Thursday 17 March 2022

Egypt and Beehives

It is sunny and heading towards 72 F today.  Soon bars will be crowded with people drinking green beer.  What fun.  Way back in 1976 on this day, I asked Deb to marry me.  I was in college and she was still in high school.  It seemed to work out okay, so far.

The word is out--testing at the border returning to Canada will be dropped April 1st.  Hopefully soon afterwards I will make my way over to Detroit for the day, the first time in over two years.  Deb is still unable to go.  If she leaves the country she can't visit her mom for two weeks.  Not much else planned for the near future.  A visit to Sudbury in May.  Hopefully some autumn hiking in NM.

Now on to the Egypt part of the blog title for today.  We finally finished watching Cleopatra, the 1963 Hollywood blockbuster film starring Elizabeth (Cleavage) Taylor, Richard Burton, and a whole bunch of other people.  Lots and lots of other people.  The opening scene of a Roman battlefield reminded me of similar scenes in Russia's War and Peace, which we saw several months ago.  Only the director here did not have the Russian army at his disposal.  There are many truly magnificent scenes, many of them shot in Rome and Egypt.  Cleopatra's lavish entrance into Rome has to be one of the highlights of movie making.  Beautiful set design, camera work, lighting, outstanding costumes, and a decent story make this a must see film.  It looked totally amazing on our 40" widescreen TV, but how much better it would look on a really big screen.

Following a jaw dropping Las Vegas show, Cleopatra arrives in Rome.

 
Now showing on Criterion, until March 31st.

Costumes and headgear were astounding, as were sets, lighting, etc. 

The film clocks in at four hours and eleven minutes, including Overture, Intermission, and musical epilogue.  Unfortunately the music was mostly bad Hollywood schmaltz.  The visuals made up for it.

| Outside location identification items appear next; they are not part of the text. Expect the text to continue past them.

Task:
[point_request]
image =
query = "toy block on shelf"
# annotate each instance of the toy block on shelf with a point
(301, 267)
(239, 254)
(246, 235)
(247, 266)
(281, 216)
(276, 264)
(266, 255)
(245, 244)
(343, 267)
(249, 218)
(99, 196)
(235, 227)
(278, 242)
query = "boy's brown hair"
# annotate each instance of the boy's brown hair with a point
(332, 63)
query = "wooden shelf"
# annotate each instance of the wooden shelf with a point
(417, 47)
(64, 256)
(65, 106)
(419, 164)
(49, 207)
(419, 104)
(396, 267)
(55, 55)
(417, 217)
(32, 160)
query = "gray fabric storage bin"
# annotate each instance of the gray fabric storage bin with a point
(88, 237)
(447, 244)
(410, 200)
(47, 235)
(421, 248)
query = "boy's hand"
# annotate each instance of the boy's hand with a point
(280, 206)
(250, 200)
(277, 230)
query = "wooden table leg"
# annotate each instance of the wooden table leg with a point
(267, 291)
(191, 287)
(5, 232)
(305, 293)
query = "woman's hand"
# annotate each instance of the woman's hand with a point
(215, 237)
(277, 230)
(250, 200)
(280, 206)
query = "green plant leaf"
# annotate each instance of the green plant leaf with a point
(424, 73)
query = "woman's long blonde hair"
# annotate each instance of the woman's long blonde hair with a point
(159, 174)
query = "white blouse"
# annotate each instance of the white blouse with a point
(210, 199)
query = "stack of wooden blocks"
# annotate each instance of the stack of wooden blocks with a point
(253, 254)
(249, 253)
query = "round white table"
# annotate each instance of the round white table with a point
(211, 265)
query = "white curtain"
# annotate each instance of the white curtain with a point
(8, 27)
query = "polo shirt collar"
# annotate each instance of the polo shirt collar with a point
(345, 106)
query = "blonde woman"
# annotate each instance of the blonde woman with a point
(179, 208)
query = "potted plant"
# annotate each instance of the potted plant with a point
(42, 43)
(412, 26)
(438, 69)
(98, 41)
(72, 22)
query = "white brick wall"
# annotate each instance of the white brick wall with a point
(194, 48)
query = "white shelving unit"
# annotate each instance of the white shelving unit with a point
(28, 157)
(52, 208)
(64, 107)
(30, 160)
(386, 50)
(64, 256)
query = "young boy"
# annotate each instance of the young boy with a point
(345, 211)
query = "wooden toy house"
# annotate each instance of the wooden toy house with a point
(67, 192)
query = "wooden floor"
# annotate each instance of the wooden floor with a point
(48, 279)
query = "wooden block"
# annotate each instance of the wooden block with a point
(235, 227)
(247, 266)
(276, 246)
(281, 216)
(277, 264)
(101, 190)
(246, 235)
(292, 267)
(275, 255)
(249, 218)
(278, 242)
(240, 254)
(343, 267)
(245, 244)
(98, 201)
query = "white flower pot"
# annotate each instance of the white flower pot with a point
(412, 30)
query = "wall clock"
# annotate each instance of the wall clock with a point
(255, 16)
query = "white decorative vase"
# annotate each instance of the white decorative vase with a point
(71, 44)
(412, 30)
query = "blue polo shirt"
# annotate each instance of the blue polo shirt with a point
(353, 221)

Turning now to the beehives of the blog title, we arrive at a little Spanish film from 1973 called Spirit of the Beehive.  This truly wonderful movie concerns a small family living in a tiny village on the outskirts of Franco's last years.  Two sisters, ages about 6 and 8, attend a local showing of the 1931 Frankenstein movie in 1940s rural Spain.  The little one, Ana, becomes transfixed by the monster, especially after her sister tells her that it is possible to talk to him if she closes her eyes and whispers to him.  She leads her little sister to an abandoned farm building and water well where she says he lives.  The film is not easy to describe, as it really doesn't have much story.  What it does have is an insight into childhood rare in book or film, and a way of expressing emotion in a most subtle fashion.  The visuals are nothing less than haunting, and the acting by the children is perfectly directed.  This is one of Guillermo del Toro's favourite films, in his top three, and it's not hard to see many of his ideas coming from here.  We still have a ton of film extras to watch about this film, adding up to more minutes than the 98 minute film itself.  The film is unforgettable.

Spirit of the Beehive, on Criterion. 

Mom plays piano, in a Vermeer inspired shot.

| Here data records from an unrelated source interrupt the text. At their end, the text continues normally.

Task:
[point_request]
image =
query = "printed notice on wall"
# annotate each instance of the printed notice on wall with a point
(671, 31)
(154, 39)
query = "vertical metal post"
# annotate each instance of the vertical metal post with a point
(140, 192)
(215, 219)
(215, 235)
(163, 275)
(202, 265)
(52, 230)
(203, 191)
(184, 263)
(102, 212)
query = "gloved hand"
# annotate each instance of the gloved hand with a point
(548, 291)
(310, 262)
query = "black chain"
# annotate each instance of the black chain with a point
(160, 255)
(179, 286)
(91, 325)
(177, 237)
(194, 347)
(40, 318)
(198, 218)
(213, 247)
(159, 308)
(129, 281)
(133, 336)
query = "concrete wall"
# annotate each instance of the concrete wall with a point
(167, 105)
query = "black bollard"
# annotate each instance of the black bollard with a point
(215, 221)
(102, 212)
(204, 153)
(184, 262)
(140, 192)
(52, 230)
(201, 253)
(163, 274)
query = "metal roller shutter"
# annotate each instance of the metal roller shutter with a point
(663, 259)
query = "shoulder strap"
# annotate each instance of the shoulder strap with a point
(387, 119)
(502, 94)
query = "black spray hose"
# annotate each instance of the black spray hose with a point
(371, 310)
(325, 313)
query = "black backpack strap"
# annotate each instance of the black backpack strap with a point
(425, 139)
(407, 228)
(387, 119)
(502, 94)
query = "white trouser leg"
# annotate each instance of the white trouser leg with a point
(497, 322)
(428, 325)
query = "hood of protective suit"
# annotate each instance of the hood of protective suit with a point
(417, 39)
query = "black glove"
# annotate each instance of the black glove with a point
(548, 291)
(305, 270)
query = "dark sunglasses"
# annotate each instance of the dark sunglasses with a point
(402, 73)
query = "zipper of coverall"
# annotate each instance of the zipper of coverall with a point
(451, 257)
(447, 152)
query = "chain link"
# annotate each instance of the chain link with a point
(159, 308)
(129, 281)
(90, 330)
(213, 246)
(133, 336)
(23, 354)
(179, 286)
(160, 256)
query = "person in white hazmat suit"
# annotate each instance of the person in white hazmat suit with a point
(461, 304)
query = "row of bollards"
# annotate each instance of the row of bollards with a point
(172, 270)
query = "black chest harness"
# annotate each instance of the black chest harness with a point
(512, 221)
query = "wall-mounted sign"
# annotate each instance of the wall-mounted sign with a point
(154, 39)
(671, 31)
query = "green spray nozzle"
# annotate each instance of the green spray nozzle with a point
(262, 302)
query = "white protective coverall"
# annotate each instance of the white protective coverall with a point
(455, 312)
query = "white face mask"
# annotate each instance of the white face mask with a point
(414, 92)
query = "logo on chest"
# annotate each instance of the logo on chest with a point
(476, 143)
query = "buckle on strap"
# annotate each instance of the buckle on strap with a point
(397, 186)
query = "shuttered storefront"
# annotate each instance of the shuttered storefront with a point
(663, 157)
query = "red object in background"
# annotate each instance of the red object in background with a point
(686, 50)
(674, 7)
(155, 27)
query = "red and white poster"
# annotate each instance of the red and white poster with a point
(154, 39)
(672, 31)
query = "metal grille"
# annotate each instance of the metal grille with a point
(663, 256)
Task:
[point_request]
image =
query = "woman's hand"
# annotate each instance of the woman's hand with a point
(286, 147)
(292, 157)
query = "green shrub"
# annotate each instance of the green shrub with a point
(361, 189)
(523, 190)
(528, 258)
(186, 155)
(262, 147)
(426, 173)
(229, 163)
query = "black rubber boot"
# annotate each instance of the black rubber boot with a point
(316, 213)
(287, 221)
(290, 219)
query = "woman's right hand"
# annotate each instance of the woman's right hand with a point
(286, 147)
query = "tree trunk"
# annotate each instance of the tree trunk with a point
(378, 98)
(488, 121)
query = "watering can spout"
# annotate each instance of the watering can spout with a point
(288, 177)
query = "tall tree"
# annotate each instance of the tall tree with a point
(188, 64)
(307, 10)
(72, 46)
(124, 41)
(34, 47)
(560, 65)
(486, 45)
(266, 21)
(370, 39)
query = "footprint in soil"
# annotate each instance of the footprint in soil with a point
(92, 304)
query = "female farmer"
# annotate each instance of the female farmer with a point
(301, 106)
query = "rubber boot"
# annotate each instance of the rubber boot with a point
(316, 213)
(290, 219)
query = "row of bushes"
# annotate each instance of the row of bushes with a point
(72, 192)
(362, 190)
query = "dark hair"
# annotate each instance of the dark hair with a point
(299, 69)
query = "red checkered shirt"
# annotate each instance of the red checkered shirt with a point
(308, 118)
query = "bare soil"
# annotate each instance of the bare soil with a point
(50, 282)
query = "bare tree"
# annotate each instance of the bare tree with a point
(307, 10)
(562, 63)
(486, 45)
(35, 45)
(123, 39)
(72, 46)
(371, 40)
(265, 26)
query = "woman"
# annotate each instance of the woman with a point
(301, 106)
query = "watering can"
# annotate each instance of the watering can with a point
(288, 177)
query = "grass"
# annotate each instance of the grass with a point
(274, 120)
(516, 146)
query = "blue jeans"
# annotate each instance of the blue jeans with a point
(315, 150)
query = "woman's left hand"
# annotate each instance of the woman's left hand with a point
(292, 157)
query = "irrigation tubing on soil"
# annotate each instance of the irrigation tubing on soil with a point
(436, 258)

Ana (left) and sister Isabel overlook an abandoned farm building and well, where the monster is said (by Isabel) to live.

And I'll finish with a few more early family slide scans.  The project is now complete, and soon I will move on to the slides of our earlier European journeys, and the earlier Valley of Mexico ones.  Still lots of work ahead.

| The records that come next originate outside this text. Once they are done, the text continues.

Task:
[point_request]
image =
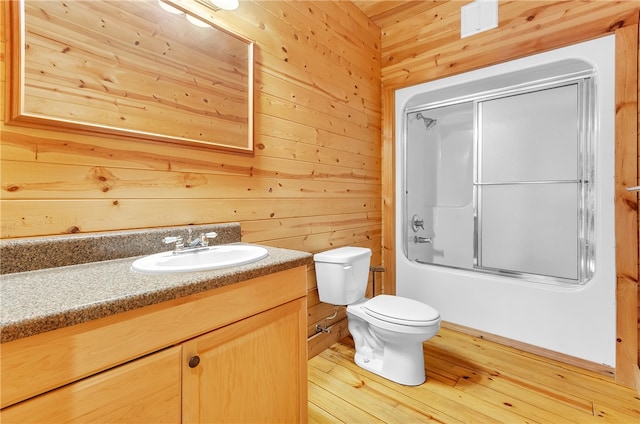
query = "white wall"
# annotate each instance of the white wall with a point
(574, 320)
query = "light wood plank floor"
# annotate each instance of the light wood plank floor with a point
(469, 380)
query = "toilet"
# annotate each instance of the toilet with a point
(388, 331)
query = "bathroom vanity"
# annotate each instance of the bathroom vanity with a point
(229, 346)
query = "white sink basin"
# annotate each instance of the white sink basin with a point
(209, 258)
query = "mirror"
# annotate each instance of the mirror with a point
(130, 68)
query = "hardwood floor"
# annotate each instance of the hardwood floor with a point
(469, 380)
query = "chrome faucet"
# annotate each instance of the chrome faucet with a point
(417, 222)
(197, 243)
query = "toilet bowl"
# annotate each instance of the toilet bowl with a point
(388, 331)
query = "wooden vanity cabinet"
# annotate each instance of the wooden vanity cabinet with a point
(249, 365)
(146, 390)
(247, 372)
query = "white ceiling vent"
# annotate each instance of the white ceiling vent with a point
(478, 16)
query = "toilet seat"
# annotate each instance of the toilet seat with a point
(401, 310)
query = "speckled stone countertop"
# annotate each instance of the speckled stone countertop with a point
(40, 300)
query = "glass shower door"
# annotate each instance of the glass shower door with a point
(530, 183)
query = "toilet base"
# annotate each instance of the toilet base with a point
(400, 364)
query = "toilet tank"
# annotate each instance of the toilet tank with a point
(342, 274)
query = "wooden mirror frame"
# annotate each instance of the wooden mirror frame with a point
(169, 116)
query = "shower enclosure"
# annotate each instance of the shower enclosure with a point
(504, 199)
(500, 180)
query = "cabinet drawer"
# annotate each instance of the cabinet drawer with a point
(146, 390)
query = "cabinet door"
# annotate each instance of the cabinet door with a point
(146, 390)
(252, 371)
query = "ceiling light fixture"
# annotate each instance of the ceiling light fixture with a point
(220, 4)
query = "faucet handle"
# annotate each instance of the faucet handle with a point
(176, 239)
(205, 236)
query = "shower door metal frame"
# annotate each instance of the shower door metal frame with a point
(586, 167)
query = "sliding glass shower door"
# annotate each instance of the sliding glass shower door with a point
(502, 182)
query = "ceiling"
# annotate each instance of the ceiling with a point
(388, 12)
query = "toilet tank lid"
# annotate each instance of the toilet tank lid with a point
(401, 310)
(342, 255)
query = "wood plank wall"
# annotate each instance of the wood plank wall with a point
(421, 42)
(313, 184)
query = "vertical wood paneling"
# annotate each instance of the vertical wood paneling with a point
(626, 205)
(426, 45)
(314, 182)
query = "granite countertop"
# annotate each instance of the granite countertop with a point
(41, 300)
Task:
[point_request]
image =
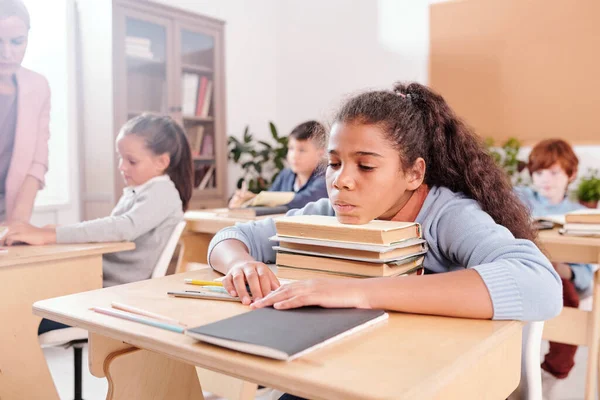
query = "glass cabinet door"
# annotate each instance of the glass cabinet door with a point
(146, 66)
(197, 65)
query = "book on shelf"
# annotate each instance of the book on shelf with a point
(206, 99)
(373, 254)
(299, 274)
(345, 266)
(207, 149)
(196, 133)
(201, 95)
(139, 47)
(270, 199)
(326, 227)
(282, 334)
(586, 216)
(252, 212)
(189, 88)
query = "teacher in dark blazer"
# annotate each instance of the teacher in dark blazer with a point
(24, 118)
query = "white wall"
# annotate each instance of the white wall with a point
(327, 50)
(51, 53)
(293, 60)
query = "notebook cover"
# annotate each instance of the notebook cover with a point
(289, 331)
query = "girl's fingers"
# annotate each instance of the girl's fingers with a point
(264, 279)
(272, 298)
(239, 281)
(294, 302)
(253, 281)
(228, 285)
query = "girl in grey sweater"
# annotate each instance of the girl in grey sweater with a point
(156, 163)
(404, 155)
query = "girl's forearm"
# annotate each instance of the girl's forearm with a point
(453, 294)
(227, 253)
(25, 200)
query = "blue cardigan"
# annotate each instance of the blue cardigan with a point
(313, 190)
(520, 280)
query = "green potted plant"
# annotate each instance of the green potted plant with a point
(588, 190)
(506, 158)
(261, 161)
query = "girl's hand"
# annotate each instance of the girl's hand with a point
(26, 233)
(239, 198)
(257, 275)
(329, 293)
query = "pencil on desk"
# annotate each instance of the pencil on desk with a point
(136, 318)
(198, 282)
(202, 283)
(134, 310)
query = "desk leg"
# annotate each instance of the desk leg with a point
(24, 372)
(226, 386)
(141, 374)
(100, 347)
(593, 339)
(194, 248)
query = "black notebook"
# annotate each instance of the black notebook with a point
(286, 334)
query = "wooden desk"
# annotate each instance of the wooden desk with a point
(29, 274)
(575, 326)
(408, 357)
(200, 229)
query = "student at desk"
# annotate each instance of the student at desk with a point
(402, 154)
(303, 176)
(553, 166)
(156, 163)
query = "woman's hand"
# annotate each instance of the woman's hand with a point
(260, 279)
(239, 198)
(329, 293)
(26, 233)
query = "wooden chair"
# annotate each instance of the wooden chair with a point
(581, 328)
(77, 337)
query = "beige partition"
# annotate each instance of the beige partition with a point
(526, 69)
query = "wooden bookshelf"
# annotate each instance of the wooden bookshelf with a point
(161, 57)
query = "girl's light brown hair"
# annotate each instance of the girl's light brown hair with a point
(163, 135)
(553, 151)
(14, 8)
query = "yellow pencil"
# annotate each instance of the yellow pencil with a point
(202, 283)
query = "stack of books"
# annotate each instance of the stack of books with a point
(582, 223)
(314, 246)
(139, 47)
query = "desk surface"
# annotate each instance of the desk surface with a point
(409, 356)
(25, 254)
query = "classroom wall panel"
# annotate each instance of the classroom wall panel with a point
(525, 69)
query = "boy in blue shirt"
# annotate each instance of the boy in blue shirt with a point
(303, 176)
(553, 166)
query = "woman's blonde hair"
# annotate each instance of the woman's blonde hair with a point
(14, 8)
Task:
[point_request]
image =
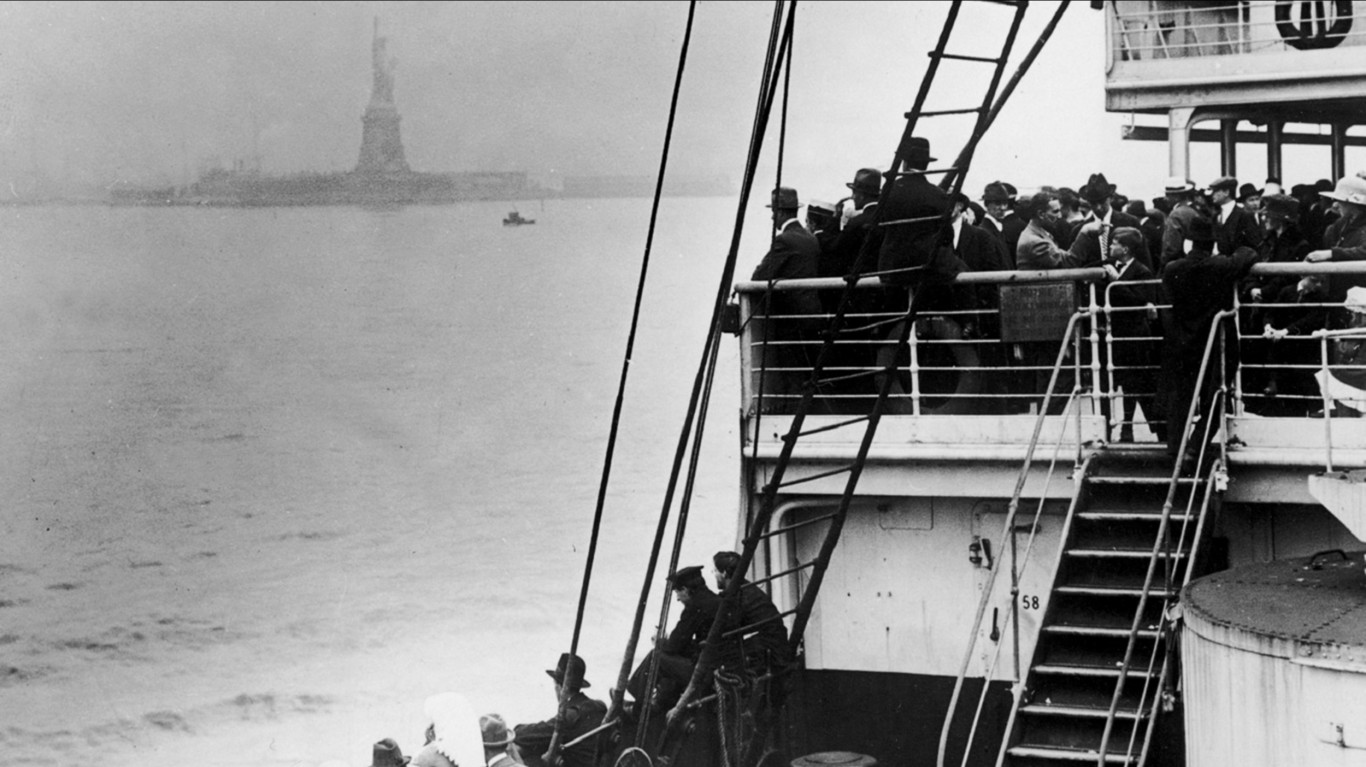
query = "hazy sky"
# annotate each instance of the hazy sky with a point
(144, 92)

Our front yard in Sudbury, looking towards the Copper cliff smokestacks of INCO.  Those bare mountains at the end of our street are now forested.  That mountain was also a local ski and toboggan hill.
 
  Me holding younger brother Stephen, alias the burrito boy.

Winters were endless in Sudbury (and still are).  We briefly lived in a different house, the upstairs of a duplex.  I had a ski hill in our backyard! 

Today also happens to be a full moon.  The party commences soon.